Autonomous robot navigation algorithms have many existing and emerging industrial applications, from factory or healthcare robots to self-driving cars.
These algorithms enable robots to drive to any given goal position, while using their sensors (e.g. cameras, laser rangers, etc.) to observe the world in order to make decisions, without any human assistance.
Image credit: Neurotechnology
Current commercial grade autonomous navigation systems usually rely on traditional engineering-based approaches. They geometrically model the surrounding environment, estimate where the robot is within it, and use existing planning algorithms to plan trajectories between current and a given target location. These systems, however, are needed to be programmed explicitly to handle different situations, and therefore their scalability may prove to be expensive.
On the other hand, research on learning-based approaches have also been on the rise in both academia and industry. Their advantage is that they learn from data, and data collection is far more cheap in comparison to software development.

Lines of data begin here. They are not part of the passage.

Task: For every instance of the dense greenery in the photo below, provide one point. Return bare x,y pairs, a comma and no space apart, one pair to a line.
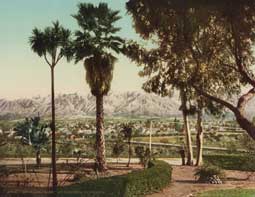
136,183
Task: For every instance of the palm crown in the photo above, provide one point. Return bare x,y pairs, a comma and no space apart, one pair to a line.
52,41
94,44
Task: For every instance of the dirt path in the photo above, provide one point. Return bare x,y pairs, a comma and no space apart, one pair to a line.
184,184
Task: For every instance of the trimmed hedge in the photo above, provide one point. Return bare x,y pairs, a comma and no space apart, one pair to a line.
136,183
243,162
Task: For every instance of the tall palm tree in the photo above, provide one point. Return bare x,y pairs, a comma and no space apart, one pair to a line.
51,44
94,45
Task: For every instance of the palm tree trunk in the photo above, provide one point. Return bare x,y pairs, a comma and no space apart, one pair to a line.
100,142
186,129
199,137
53,129
129,153
38,157
188,140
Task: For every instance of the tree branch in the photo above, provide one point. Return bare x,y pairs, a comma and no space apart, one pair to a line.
244,99
216,99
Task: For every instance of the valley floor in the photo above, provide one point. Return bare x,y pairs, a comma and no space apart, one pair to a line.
184,183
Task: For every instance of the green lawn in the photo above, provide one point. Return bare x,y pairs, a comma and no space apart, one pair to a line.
229,193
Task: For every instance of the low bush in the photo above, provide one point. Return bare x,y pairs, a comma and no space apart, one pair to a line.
206,172
243,162
136,183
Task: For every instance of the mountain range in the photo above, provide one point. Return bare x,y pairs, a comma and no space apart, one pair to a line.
115,104
124,104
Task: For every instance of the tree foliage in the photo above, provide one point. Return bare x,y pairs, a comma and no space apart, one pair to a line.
94,44
207,45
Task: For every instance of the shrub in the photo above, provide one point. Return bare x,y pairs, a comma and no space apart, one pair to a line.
205,172
164,140
136,183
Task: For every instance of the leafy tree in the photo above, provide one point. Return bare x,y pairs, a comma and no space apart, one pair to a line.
127,130
94,44
33,133
213,41
52,44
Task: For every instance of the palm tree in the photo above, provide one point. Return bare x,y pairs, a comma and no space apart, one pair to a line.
93,45
51,44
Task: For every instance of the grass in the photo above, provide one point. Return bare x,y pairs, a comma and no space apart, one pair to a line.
229,193
232,162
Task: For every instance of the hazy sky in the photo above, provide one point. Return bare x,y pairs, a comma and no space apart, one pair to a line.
24,74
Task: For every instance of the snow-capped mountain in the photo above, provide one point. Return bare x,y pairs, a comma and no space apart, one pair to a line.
115,104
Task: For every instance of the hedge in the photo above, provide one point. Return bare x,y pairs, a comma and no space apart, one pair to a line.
136,183
244,162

One of such approaches is called imitation learning. The main idea of imitation learning is to demonstrate the required behaviour by giving an example (e.g. manually driving a robot), and then learning a model of association between what the robot senses and how it should act. Afterwards, the robot is expected to repeat the demonstrated behaviour using this learned association model, which translates sensor readings to motor commands.
However, imitation learning algorithms usually are not goal-directed, since it is practically infeasible to demonstrate how to reach each and every possible goal.

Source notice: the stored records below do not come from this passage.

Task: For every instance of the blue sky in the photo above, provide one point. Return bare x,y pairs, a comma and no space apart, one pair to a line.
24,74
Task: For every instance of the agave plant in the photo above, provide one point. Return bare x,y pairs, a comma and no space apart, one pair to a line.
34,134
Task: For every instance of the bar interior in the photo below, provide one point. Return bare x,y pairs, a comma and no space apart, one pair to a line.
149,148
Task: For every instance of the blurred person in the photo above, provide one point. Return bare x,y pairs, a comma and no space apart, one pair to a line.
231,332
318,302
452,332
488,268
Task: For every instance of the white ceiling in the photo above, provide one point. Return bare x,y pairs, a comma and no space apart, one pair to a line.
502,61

Topological Navigation Graph framework
Recent study conducted by robotics researchers from Neurotechnology suggests a solution to this problem. It proposes a framework which extends simple trajectory following behaviours learned by imitation learning algorithms into a special structure, called topological navigation graph (TNG). Each of such simple behaviours corresponds to a trajectory in the environment. Given a visually specified goal, TNG computes a sequence of trajectories towards the goal, and provides a mechanism when to switch corresponding trajectory following behaviours, in such a way that the goal is progressively reached.
Hence, TNG allows practitioners to utilise existing non-goal-directed imitation learning methods for goal-directed navigation in mobile robotics.
The conducted experiments with real and simulated robots reveal that the TNG framework allows composing aforementioned behaviours into a goal-directed navigation system capable of reaching visually specified goals, when applied both to simulated and real environments.